FALLEN LEAVES | Autres avis
“Poétique, intelligent et profondément humain”. – 3sat Kulturzeit | “Une tragi-comédie qui brille comme un diamant”. – The Hollywood Reporter | “Aki Kaurismäki est de retour – avec un chef-d’œuvre !” – Libération | “La magie du cinéma est omniprésente dans ce film”.- SRF Kultur | “Un petit bijou qui explore l’amour comme dernier refuge”.- Le Monde | “Le film du cinéaste finlandais est grandiose”.- Spiegel online
Critique par Doris Senn
L’histoire d’amour d’Ansa et Holappa est au cœur de FALLEN LEAVES, le dernier des 17 longs métrages de Kaurismäki.
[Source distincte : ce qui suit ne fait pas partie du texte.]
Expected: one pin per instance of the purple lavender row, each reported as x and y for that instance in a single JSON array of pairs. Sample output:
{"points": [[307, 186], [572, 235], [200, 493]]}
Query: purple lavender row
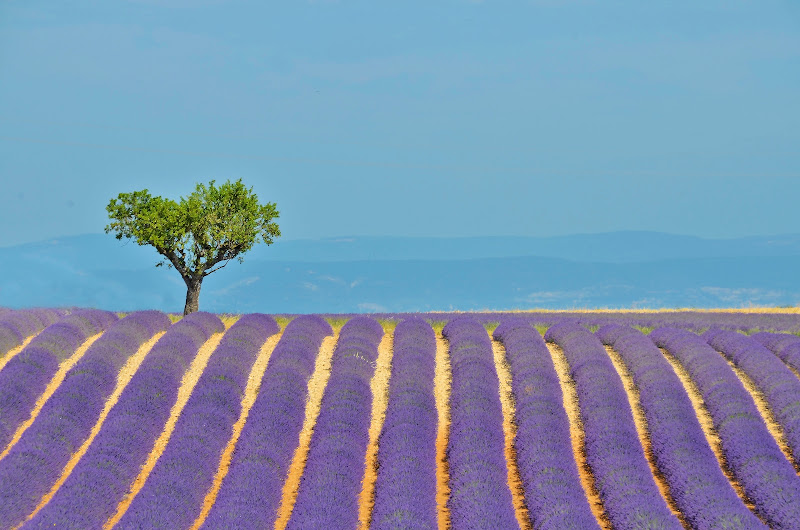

Ansa, qui n’est plus toute jeune et un peu joufflue, est interprétée par Alma Pöysti, qui a percé avec le rôle principal du biopic TOVE et qui confère beaucoup d’authenticité à son personnage discret dans FALLEN LEAVES, qui travaille d’abord au supermarché, puis à la plonge d’un bar mafieux. L’acteur finlandais vedette Jussi Vatanen incarne l’un des personnages masculins classiques de Kaurismäki : Holappa, l’ouvrier filiforme, plutôt hargneux et porté sur l’alcool, qui aperçoit Ansa de loin lors d’une soirée karaoké – et s’attache à elle sur le champ.
Helsinki mélancolique
Kaurismäki reste fidèle à lui-même et raconte son mélodrame touchant dans un Helsinki hors du temps, baigné dans la lumière blafarde des lampadaires. Il dépeint avec un charme bourru le quotidien d’Ansa et d’Holappa, qui font leur travail en toute bonne conscience – mais qui ne sont pas épargnés par la vie.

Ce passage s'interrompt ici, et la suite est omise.